Еда в Бухаре – просто пальчики оближешь. Даже больше того. Здесь у кухни особый стиль и характер. Понятно, как люди на Востоке проводят целые дни в своих чайханах. Поел плова, выпил чая, покурил кальян за неспешной беседой, потом опять поел плова, выпил чая. В этом круговращении, вероятно, рождается исламская мудрость. Или восточное хитроумие. Вспомним Ходжу Насреддина, уроженца этих мест…
Мы тоже поели, заказали чай и кальян. Правда, никаких сил идти на второй круг не было. Сидели, отдыхали. Любер и Василий говорили о чем-то своем, я рассматривал окружающую действительность. И тут неожиданно еврейская тема получила продолжение. На другом конце зала я его и заметил, одиноко сидящего, причем тоже с кальяном, человека лет пятидесяти, очень странного облика для этой местности. Он был, с одной стороны, по-европейски, причем в хорошем стиле, одет и обут – кожаные мокасины, джинсы, рубашка, свитер, – с другой, выглядел как очевидно местный, но какой-то неожиданный местный, как будто из другой эпохи. Рост под метр девяносто, широкоплечий, высоколобый, с не по-азиатски открытым и очень сложным лицом, симметрично разделенным надвое прямым, длинным и тонким, даже немного заостренным носом. Было в нем что-то персидское, может быть, даже арабское, но главное – вневременное.

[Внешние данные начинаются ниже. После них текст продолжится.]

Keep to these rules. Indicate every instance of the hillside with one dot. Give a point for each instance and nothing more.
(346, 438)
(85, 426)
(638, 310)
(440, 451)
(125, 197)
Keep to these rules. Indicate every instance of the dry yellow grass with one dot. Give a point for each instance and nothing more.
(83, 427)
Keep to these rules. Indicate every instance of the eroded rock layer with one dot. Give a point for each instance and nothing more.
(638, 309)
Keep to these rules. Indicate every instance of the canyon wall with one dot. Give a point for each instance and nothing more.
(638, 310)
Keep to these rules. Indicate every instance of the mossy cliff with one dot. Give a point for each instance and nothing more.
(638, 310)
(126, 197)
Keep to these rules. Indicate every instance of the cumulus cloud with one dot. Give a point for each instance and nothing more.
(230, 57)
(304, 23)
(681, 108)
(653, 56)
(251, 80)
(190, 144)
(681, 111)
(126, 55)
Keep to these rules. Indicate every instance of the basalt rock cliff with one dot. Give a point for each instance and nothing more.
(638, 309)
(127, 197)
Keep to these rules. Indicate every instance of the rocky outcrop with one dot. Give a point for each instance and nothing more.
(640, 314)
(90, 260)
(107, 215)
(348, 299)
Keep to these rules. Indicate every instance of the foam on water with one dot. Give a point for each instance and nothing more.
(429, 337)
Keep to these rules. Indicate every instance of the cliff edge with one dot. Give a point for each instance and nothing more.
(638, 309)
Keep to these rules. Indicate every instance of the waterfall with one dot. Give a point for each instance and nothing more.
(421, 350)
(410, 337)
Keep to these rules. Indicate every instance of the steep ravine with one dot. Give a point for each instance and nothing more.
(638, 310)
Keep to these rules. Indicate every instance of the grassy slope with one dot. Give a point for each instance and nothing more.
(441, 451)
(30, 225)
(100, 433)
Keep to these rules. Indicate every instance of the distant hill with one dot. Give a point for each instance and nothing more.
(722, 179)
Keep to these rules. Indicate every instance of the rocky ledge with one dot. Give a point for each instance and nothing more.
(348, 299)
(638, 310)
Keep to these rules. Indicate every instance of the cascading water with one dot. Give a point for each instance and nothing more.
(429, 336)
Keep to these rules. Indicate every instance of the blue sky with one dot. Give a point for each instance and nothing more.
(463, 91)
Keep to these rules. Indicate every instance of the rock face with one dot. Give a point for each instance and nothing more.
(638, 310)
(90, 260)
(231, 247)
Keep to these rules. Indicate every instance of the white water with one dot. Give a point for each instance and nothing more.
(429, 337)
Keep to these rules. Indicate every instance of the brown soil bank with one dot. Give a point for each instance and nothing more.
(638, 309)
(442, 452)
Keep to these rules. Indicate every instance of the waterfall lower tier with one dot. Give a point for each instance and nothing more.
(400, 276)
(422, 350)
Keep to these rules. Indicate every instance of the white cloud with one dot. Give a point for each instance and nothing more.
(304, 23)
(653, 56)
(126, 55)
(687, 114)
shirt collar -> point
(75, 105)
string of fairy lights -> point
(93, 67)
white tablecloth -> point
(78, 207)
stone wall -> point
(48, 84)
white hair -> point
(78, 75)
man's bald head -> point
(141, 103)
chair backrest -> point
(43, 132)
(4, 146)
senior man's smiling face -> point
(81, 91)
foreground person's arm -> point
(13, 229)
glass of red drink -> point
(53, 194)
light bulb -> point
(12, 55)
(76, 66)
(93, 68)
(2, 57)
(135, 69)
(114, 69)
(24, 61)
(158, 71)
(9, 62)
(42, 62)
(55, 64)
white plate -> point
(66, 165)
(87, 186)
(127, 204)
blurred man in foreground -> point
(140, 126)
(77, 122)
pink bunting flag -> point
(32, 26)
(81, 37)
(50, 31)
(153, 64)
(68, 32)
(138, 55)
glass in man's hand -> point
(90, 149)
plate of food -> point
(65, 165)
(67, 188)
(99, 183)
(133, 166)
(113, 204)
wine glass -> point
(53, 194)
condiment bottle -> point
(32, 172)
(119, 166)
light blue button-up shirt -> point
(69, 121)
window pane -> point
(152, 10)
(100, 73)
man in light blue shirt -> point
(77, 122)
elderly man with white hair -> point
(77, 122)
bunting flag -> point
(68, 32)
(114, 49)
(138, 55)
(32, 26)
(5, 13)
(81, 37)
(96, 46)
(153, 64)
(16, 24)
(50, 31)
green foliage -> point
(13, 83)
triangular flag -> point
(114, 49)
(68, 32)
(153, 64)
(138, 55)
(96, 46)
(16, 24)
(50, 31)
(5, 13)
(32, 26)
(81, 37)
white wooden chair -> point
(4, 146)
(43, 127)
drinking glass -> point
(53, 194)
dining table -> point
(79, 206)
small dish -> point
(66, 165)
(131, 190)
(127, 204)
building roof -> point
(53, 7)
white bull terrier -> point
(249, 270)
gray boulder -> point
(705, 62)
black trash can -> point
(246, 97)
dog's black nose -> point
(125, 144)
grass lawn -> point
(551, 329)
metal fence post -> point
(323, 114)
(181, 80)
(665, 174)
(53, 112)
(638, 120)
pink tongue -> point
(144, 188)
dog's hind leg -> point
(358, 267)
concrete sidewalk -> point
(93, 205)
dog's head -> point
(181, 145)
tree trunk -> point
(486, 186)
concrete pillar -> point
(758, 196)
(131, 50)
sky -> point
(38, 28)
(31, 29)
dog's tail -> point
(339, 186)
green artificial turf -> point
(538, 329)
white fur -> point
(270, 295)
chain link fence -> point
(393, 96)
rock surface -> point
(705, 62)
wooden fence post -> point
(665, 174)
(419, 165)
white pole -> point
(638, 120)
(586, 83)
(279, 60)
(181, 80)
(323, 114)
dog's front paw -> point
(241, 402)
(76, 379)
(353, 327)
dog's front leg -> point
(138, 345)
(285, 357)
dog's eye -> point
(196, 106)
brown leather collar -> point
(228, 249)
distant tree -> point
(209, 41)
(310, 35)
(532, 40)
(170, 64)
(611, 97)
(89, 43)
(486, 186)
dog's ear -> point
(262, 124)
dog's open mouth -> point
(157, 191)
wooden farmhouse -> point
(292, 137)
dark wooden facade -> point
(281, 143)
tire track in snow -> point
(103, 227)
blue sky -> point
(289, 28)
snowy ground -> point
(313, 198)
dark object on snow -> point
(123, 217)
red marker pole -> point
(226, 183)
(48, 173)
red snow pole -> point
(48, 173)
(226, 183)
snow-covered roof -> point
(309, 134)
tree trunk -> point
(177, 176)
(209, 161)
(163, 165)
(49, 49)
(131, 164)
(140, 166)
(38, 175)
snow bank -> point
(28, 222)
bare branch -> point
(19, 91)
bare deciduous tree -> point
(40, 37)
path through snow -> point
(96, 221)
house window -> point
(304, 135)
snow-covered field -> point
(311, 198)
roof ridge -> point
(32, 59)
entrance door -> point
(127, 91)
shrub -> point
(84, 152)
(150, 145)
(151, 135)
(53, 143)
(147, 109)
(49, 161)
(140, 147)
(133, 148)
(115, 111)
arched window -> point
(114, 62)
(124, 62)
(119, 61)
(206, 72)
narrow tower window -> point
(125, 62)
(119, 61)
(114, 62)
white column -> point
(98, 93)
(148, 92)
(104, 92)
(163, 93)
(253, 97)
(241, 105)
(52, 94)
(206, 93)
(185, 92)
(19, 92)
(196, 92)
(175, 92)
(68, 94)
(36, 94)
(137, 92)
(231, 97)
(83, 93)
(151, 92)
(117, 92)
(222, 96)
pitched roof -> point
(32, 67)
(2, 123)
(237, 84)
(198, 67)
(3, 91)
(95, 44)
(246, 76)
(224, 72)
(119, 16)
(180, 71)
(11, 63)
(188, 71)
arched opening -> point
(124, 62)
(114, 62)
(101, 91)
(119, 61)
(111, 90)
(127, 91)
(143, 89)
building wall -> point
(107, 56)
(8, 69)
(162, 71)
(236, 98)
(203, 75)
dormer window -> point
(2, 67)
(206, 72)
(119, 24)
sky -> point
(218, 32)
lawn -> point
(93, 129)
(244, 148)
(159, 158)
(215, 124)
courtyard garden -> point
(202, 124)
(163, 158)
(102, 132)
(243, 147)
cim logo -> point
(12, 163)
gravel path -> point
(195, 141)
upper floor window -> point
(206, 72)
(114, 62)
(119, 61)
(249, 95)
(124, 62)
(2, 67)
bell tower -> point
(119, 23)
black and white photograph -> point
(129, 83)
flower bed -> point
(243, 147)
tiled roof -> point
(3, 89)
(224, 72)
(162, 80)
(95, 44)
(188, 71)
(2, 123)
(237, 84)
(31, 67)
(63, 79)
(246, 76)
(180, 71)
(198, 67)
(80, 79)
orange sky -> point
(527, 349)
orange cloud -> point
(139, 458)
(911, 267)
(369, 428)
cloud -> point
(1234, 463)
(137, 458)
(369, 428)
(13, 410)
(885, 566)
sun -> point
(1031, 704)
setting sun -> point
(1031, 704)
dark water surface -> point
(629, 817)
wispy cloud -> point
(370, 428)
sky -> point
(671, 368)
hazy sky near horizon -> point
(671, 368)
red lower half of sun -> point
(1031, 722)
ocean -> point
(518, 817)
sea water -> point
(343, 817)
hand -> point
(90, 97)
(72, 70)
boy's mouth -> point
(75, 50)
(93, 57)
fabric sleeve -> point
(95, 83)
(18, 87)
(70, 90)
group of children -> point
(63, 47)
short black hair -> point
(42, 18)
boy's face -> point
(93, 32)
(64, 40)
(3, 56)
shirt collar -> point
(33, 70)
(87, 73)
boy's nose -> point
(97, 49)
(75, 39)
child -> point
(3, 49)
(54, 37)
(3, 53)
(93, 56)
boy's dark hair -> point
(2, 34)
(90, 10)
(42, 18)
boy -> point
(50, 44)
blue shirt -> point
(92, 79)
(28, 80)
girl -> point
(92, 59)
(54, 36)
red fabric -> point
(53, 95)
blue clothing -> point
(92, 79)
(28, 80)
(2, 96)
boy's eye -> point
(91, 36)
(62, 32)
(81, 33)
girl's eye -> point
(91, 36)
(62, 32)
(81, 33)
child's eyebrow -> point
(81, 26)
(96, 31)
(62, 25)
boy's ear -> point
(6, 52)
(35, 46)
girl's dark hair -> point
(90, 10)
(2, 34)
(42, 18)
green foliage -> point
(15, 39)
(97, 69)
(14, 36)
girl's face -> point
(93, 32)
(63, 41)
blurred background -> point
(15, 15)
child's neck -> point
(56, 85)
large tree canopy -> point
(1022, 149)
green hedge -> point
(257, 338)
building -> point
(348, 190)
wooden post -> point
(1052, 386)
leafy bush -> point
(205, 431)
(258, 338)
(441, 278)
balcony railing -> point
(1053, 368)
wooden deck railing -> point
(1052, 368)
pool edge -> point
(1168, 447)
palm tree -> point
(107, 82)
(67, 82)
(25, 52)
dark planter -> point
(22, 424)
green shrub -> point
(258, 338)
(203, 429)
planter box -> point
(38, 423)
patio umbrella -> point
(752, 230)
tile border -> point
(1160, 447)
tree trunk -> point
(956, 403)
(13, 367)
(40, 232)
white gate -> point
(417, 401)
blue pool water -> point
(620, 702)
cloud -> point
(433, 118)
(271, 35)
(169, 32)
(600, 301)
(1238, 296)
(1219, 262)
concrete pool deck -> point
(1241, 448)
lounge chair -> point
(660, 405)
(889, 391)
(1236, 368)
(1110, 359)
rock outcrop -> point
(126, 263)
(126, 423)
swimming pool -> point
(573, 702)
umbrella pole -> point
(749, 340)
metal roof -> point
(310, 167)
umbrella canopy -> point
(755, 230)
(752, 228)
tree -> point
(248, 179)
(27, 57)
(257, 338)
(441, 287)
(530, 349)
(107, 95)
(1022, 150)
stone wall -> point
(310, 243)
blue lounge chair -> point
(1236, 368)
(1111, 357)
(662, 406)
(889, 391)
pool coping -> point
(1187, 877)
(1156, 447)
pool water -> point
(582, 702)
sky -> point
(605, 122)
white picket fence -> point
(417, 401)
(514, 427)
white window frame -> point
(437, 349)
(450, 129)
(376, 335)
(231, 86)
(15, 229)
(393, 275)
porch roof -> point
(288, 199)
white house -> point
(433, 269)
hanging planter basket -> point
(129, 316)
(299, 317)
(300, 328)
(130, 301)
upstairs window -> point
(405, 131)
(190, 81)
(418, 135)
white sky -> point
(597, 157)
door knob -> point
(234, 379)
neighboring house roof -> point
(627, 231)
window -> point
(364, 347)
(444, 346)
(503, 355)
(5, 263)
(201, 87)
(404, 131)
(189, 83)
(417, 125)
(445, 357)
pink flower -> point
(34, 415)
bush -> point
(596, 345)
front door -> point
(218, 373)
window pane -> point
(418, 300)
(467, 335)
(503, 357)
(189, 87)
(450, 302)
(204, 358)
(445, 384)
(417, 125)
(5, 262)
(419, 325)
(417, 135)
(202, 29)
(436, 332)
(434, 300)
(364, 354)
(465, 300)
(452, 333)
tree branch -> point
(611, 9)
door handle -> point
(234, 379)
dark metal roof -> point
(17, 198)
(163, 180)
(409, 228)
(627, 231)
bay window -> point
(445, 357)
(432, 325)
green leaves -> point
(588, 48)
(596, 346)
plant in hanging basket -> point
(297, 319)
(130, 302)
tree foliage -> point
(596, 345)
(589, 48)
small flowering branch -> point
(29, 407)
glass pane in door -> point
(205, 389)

– Здравствуйте, простите, вы говорите по-русски? – через мгновение после того, как мы встретились взглядами, этот человек подошел ко мне неожиданно мягко, совсем по-кошачьи, так, что я даже не заметил. В его выговоре не было и тени акцента, но и он казался немного странным, не врожденным, а идеально поставленным в хорошей школе.
– Да, – ответил я, немного удивившись вопросу.
– Я вижу, вы издалека, не был уверен, что из России. Тут часто европейцы бывают, американцы. – Исмаил, – и он протянул руку.
Я пригласил его присесть, но Исмаил позвал меня за свой стол. У него хороший табак в кальяне, чай тоже он как местный специально выбирал, да и товарищи мои оживленно беседуют, не стоит им мешать.
Я сказал, что у меня тоже есть свой табак, который к тому же я сам и делаю. Эта новость Исмаила как бы заинтересовала, но ненадолго. Так бывает. В путешествии, особенно вдали от европейских обочин, ты обычно встречаешь людей двух базовых типов. Одни – чтобы слушать. Другие – чтобы рассказывать. И редко случаются персонажи, способные слушать и рассказывать одновременно.
– Я – из чала. Верней, из бывших чала, – огорошил меня Исмаил сразу, как мы сделали по первому глотку кальянного дыма. Табак, кстати, был отменным. Не слишком сладким, без особых ароматических присадок, довольно крепким. Явно не массовая серия. Мне даже захотелось поинтересоваться, что да откуда, но было ясно, что светская беседа о табаке – это совсем не то, ради чего я прилег за этот дастархан.
– Чала? – переспросил я. Слово я слышал впервые, но сразу понял, что речь идет о происхождении. Это как у Мандельштама, он в своей «Армении» вспоминает, как во время кавказского путешествия его первым делом все время спрашивали: «Какой ты нации?»
– Конечно, вы не знаете, – ответил на мое изумление Исмаил. – Чала, – в переводе с тюркского – «ни то, ни се». Так называли бухарских евреев, вынужденных принять ислам. Хотите, я расскажу вам свою историю? Это, конечно, немного напоминает анекдот: «Малыш, хочешь, я расскажу тебе сказку?». Но вы приехали настолько издалека, что это должно быть вам интересно.
Исмаил сделал большой глоток кальянного дыма и весь как будто подобрался, приготовился к длинному рассказу. Вся эта картинка напомнила мне эпизод из читанных в детстве приключенческих романов. Человек приезжает в дальние края, и там ему повествуют о местных чудесах и небылицах. С той только разницей, что в истории Исмаила все оказалось правдой.